Enarcó las cejas y siguió abanicándose.
– Pero no es asunto suyo, ¿o sí? -repuso.
– Cuando nos quedamos sin argumentos -dijo él-, siempre es una buena estrategia, tal vez la única posible, recurrir a un tópico.
¿Acaso los músicos iban a estar preparando sus instrumentos toda la vida? ¿Cuándo iban a ocupar las otras parejas sus puestos y a charlar mientras comenzaba la música? ¿Cuántas personas los estaban observando? Sonrió.
– ¿Cómo encaja usted en la familia de lord Merton, señor Huxtable? -le preguntó.
– ¿No se lo ha contado él? -Preguntó a su vez el aludido-. Soy ese primo malvado y peligroso que odia a todos los demás con todas sus fuerzas y que siempre está dispuesto a hacerles daño. Mi padre era el conde de Merton y yo era su primogénito. Por desgracia para mí, mi madre huyó a Grecia cuando se enteró de que estaba embarazada y cuando su padre, mi abuelo, la obligó a regresar a Inglaterra, echando pestes todo el camino, y exigió que mi padre hiciera lo correcto o se enfrentara a las consecuencias, a mí se me había agotado la paciencia y decidí hacer acto de presencia en el mundo dos días antes de que la feliz pareja se casara. Por lo tanto nací bastardo. Por desgracia para mi padre, las muertes de mis hermanos y hermanas se sucedieron con asiduidad, ya fuera durante el parto o durante la infancia. El único superviviente fue el benjamín de la familia, que además y en palabras de mi padre, era un completo idiota. Jonathan se convirtió en conde a la muerte de mi padre, pero murió la noche de su decimosexto cumpleaños y Stephen heredó el título.

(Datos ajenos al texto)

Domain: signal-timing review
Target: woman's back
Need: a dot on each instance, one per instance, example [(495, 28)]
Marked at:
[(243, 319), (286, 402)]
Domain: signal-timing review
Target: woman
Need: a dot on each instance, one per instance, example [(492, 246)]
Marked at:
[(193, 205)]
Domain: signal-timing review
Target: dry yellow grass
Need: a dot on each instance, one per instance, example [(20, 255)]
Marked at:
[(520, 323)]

El breve y desapasionado relato estuvo teñido de un manifiesto dolor, pero no se lo había contado para despertar su compasión, de modo que reprimió el sentimiento.

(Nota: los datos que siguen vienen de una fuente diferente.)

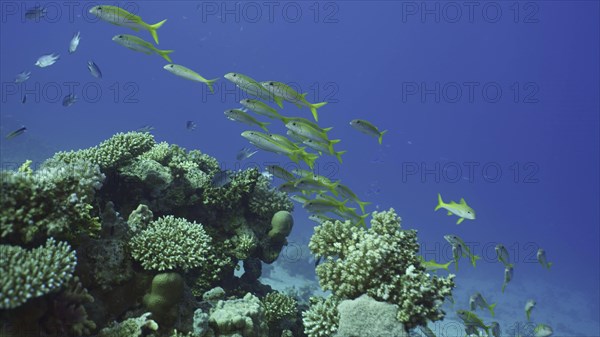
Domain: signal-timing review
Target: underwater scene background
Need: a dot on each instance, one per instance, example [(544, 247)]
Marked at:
[(493, 102)]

– En ese caso me sorprende que no lo odie con todas sus fuerzas -comentó Cassandra-. Él disfruta de lo que debió ser suyo. Tiene su título, su casa y su fortuna.

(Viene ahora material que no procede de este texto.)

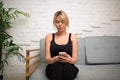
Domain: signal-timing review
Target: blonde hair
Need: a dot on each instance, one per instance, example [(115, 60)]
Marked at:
[(61, 13)]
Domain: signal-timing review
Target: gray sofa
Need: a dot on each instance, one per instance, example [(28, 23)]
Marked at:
[(98, 59)]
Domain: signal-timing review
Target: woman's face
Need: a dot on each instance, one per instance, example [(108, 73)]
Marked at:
[(60, 23)]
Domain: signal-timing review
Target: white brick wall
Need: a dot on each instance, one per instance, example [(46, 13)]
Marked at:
[(87, 18)]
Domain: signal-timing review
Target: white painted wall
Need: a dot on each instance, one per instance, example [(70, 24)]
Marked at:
[(87, 18)]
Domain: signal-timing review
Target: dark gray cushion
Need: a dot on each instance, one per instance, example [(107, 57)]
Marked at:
[(104, 49), (98, 72)]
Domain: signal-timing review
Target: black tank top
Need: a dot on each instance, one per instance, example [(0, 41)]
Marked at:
[(56, 48)]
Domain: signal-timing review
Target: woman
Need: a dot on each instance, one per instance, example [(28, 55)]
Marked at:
[(61, 50)]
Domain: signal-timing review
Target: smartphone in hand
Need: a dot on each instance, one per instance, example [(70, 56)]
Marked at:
[(62, 53)]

Varias parejas comenzaban a ocupar la pista de baile.
– Sí, es sorprendente -convino él.
– ¿Por qué no lo odia? -le preguntó.
– Por una sencilla razón -contestó-. Sé de una persona que lo habría querido, y yo quiero a esa persona.
El señor Huxtable no ahondó en el tema, y ella no insistió.
– ¿Espera que Stephen se case con usted? -le preguntó él.
Soltó una discreta carcajada al escucharlo.
– Puede quedarse tranquilo al respecto -contestó-. No estoy interesada en ponerle fin a la libertad de lord Merton. Sé qué clase de servidumbre supone el matrimonio para una mujer, y con una vez me basta y me sobra.
No les quedaba mucho tiempo para seguir hablando sin que las parejas que salían a la pista de baile los oyeran. Los músicos habían dejado de afinar sus instrumentos y estaban preparados para interpretar la primera melodía de la contradanza.
– ¿Le parece que hablemos del tiempo? -propuso.
El señor Huxtable soltó una ronca carcajada.
– ¿De tormentas, terremotos y huracanes? -puntualizó él-. Me parece un tema muy seguro.